Flink connectors let your PyFlink jobs read from and write to external systems like Kafka, object stores, databases, and message queues. Connectors are defined in the Java ecosystem and are accessed from Python through the Table API’s TableDescriptor or via SQL DDL strings.
How connectors work in PyFlink
Connectors in the Flink Table API are identified by a connector name (e.g., "kafka", "filesystem", "datagen"). The connector implementation lives in a JAR file that must be on the classpath. You configure the connector with key-value options and attach a format (e.g., JSON, CSV, Avro) where applicable.

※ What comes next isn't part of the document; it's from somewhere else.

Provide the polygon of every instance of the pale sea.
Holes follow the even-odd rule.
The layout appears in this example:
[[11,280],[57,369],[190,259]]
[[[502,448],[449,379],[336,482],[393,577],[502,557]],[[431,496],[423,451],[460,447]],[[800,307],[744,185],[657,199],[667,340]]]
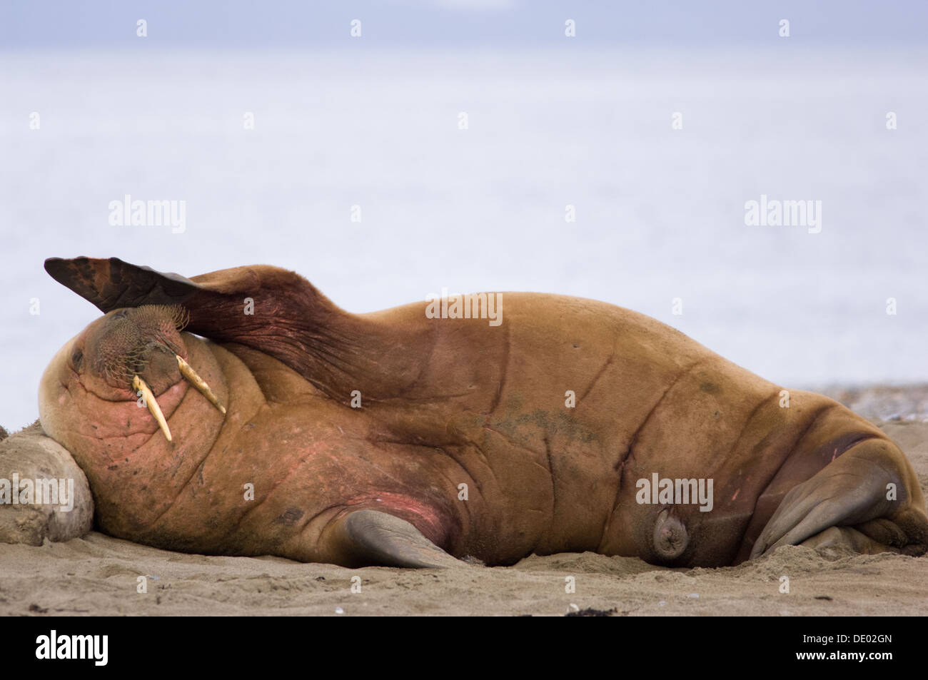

Built-in connectors like datagen, print, and blackhole are bundled with Flink and require no extra JARs. All other connectors—Kafka, JDBC, Elasticsearch, etc.—require their connector JAR to be added to the job.
Adding connector JARs
Before using an external connector, download the matching JAR and add it to your environment:
from pyflink.table import TableEnvironment, EnvironmentSettings
t_env = TableEnvironment.create(EnvironmentSettings.in_streaming_mode())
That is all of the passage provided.